Your cloud testing system will be able to give you a long-term analysis of this responsiveness over time—letting you see whether programmatic and infrastructure changes are making things better or worse—and the library of results the system produces should be clear and manageable.

Shane Evans, a senior product manager for HP, says, "Our customers are quickly adopting burst testing in pre-production, complementing the proactive and proven approaches to optimization of their applications, and ensuring...an optimal experience for their end users.
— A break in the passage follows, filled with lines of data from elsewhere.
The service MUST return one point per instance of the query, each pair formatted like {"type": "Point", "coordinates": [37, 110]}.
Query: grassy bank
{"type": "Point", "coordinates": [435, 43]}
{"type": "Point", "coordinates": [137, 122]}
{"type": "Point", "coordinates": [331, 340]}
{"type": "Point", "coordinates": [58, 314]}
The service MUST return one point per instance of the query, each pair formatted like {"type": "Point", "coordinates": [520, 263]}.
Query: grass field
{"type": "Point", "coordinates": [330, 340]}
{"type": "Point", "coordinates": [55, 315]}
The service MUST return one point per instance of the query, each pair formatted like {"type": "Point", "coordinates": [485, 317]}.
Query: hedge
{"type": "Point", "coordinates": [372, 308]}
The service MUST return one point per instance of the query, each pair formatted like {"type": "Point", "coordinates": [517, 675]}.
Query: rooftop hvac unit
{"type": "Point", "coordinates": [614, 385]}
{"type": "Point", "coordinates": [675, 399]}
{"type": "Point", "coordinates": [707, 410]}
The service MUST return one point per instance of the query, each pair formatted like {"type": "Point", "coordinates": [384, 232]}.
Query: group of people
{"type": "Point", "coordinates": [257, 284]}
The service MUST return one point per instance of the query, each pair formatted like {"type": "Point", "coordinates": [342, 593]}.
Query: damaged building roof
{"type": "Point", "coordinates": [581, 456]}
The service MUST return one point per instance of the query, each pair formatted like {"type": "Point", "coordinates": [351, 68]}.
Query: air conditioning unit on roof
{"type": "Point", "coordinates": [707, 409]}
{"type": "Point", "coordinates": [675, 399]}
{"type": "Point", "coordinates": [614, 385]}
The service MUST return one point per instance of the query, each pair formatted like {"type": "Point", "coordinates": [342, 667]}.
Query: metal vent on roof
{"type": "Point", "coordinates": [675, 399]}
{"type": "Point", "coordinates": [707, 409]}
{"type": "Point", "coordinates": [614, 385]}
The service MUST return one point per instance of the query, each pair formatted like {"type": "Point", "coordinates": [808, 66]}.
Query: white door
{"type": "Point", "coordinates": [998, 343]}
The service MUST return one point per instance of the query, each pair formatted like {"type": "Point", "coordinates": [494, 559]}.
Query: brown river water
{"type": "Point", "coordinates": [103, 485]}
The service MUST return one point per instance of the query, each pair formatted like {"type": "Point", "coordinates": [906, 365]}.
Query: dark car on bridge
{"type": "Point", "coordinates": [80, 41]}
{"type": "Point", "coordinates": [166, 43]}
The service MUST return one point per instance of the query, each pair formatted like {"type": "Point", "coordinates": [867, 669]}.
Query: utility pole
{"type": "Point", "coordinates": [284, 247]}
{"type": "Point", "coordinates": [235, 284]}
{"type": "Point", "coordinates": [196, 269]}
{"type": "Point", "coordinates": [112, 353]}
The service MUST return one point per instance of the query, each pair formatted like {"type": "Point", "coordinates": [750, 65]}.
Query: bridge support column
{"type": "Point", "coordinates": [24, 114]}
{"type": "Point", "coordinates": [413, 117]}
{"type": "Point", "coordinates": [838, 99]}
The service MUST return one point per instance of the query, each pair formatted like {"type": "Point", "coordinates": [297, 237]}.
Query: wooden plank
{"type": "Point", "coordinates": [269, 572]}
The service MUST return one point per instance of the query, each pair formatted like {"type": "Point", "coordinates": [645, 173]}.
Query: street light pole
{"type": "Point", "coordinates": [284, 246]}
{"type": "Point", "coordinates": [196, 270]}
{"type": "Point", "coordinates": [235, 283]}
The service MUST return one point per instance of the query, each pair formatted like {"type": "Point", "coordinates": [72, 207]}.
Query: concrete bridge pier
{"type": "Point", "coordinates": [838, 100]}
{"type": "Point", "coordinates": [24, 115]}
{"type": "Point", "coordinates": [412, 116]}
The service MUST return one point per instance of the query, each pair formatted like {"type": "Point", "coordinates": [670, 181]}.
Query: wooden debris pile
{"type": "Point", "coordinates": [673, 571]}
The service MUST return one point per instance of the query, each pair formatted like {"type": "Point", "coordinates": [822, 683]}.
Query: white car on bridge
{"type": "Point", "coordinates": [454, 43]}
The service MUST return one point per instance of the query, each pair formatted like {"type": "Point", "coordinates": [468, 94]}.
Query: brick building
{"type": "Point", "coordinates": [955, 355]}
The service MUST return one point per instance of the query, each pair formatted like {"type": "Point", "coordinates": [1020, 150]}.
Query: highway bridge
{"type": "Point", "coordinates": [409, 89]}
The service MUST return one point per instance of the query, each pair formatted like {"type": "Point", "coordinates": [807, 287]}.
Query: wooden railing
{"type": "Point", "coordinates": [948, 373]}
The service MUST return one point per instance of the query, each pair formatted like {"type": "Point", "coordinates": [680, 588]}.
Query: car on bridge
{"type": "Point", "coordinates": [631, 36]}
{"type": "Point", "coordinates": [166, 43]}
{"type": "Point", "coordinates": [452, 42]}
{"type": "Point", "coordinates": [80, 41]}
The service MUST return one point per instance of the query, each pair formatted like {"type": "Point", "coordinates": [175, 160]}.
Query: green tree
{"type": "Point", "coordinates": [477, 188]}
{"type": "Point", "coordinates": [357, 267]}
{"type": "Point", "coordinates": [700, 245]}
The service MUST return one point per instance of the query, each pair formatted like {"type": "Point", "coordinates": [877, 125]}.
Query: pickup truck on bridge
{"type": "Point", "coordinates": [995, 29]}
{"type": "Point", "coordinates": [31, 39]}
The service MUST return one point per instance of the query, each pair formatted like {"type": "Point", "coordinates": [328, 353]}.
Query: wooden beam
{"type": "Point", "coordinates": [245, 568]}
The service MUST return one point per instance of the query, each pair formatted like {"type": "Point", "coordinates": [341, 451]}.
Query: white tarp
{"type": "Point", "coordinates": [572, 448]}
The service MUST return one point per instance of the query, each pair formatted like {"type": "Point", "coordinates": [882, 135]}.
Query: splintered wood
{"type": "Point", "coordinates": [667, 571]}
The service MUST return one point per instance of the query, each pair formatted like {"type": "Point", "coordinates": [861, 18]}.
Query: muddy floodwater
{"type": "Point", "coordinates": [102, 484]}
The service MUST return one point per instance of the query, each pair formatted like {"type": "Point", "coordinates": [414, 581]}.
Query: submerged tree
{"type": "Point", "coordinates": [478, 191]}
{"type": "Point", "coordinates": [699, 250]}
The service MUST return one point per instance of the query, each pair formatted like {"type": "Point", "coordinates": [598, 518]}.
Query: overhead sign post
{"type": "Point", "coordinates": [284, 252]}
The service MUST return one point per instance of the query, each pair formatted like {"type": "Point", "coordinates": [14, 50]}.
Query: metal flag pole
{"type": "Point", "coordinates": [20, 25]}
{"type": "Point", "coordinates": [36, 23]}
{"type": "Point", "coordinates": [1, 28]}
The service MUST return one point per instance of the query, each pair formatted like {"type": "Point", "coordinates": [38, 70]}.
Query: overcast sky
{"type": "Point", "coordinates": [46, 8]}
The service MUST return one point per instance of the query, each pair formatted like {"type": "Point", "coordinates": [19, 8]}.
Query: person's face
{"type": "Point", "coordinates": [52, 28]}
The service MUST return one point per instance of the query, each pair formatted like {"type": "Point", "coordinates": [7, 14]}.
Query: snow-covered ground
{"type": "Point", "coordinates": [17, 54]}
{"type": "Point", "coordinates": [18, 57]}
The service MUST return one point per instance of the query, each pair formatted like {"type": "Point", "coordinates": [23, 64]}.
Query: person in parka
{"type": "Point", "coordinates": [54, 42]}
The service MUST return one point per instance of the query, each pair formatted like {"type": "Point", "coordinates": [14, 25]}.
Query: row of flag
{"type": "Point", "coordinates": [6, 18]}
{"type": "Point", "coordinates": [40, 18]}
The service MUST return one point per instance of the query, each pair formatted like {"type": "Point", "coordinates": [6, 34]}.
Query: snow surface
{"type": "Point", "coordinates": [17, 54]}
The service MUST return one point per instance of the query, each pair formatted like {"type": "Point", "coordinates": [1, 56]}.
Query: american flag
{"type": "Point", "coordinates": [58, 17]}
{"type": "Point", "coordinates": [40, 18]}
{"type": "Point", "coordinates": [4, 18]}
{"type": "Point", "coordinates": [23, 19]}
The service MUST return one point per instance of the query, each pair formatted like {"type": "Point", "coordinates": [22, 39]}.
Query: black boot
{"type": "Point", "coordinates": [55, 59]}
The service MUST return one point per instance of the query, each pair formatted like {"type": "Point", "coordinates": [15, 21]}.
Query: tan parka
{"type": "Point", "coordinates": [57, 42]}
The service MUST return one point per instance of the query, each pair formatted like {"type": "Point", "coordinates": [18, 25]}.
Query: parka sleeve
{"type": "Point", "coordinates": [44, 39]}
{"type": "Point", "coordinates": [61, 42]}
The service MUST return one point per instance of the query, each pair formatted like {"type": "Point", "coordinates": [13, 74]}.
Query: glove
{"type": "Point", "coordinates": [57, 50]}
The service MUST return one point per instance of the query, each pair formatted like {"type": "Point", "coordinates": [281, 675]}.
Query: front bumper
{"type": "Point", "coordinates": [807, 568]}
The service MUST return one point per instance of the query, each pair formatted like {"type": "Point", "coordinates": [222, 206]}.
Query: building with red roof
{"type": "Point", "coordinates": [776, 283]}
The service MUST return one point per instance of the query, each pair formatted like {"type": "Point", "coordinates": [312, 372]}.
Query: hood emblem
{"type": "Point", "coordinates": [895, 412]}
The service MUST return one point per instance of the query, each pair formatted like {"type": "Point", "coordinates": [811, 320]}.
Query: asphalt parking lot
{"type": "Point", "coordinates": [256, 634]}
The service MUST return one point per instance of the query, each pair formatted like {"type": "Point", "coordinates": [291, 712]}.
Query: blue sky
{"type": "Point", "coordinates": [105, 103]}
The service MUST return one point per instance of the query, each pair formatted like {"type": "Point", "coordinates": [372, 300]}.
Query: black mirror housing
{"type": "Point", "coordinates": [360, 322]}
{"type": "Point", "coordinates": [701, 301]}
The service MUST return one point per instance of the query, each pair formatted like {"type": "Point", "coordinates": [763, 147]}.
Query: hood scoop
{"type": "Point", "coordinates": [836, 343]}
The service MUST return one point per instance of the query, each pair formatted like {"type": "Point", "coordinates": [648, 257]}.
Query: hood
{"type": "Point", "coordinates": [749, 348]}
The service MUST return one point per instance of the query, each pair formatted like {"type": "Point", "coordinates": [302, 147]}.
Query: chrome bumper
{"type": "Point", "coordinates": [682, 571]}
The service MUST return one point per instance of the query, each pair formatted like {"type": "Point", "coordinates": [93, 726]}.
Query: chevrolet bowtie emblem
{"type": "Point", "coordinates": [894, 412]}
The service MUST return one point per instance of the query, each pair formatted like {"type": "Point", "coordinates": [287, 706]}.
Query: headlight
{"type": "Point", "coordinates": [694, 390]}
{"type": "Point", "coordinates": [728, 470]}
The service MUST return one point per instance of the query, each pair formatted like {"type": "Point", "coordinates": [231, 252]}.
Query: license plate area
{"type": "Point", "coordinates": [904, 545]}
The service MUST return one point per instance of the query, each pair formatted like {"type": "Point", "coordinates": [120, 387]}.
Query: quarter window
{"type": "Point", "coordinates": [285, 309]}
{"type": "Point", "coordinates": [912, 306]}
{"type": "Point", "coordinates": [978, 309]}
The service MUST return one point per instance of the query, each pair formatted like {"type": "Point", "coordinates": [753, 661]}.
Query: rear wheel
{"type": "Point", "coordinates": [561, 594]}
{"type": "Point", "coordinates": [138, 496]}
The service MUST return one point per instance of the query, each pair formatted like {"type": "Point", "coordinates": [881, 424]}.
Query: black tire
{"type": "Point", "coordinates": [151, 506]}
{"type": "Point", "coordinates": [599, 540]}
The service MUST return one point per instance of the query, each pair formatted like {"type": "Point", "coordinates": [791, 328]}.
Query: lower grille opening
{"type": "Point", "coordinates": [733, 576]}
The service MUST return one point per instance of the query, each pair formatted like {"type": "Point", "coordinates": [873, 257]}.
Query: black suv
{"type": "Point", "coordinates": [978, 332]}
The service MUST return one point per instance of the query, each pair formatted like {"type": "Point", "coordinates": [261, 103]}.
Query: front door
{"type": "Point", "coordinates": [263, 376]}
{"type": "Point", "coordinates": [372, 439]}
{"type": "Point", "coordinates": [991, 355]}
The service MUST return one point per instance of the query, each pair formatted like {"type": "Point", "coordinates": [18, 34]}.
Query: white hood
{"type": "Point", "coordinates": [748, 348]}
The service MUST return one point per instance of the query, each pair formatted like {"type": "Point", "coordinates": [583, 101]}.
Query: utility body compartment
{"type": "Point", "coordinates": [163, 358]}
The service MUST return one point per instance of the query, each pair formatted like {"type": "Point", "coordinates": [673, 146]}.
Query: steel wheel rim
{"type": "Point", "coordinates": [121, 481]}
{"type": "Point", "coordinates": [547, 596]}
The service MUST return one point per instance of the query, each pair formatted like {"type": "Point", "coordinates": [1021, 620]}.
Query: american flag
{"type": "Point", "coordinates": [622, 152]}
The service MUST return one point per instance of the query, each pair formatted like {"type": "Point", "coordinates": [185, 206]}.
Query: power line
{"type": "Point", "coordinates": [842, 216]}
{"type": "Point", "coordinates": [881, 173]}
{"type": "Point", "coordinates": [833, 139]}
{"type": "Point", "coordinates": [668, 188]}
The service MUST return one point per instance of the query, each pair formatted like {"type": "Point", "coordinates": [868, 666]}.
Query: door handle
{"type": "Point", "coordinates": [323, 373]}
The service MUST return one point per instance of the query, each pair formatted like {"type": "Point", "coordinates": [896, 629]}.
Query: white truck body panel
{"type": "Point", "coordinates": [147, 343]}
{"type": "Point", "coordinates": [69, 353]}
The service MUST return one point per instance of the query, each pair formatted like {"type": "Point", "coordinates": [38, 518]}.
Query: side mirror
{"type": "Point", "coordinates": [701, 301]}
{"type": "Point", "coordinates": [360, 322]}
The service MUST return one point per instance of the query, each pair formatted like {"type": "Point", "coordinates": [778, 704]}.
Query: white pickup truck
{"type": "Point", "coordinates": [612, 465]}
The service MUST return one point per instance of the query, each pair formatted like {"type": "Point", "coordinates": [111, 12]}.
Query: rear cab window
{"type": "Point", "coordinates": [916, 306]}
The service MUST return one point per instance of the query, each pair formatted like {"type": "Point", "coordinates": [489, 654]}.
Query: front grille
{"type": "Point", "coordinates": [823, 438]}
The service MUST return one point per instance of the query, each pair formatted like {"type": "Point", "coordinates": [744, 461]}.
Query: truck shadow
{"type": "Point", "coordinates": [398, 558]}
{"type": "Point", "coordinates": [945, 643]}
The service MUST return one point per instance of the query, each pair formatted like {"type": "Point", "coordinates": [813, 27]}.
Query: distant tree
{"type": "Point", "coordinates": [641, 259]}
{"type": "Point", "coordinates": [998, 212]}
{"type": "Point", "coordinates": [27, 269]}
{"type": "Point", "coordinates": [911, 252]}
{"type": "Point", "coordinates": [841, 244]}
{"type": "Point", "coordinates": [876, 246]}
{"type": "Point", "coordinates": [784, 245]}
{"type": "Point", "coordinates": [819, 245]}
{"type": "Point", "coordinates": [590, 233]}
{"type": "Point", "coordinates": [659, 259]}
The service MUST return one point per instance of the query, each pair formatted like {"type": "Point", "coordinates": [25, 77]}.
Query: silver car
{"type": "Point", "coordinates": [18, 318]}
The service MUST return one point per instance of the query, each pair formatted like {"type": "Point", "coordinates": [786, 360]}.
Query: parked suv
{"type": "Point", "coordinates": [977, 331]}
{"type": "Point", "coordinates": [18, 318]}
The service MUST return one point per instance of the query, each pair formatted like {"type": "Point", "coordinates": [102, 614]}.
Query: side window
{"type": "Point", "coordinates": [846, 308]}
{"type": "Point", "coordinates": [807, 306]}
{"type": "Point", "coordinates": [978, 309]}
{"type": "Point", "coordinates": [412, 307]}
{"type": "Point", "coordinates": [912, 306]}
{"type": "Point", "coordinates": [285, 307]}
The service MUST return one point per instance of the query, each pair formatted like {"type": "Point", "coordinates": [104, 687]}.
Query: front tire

The value seen by customers leveraging common assets for testing in the lab, through to monitoring in production, is significant."

Our customers are adopting burst testing in pre-production
—Shane Evans, product manager and performance engineering evangelist, HP LoadRunner

Start cloud testing before it's too late

For any online retailer that wants to survive a busy selling season, cloud testing needs to be a key part of their enterprise IT arsenal.

It may help to think about cloud testing programmatically. That is:

IF you do nothing—or simply hope and pray for nothing bad to happen

THEN you will negatively impact your business' revenue, brand, and customers

AND there are no second chances to get this right.

ELSE you can do something by implementing a simple, smart, and scalable cloud testing solution

OR prepare for your business to be a headline the following day and to get your resume in order after the fallout.

2015 is on track to be an even bigger shopping year than 2014, with more online shopping taking place and more of those customers reaching your site through mobile devices. Start thinking about cloud testing today and leverage this simple, smart, and scalable process to stress-test your website and mobile apps before it's too late.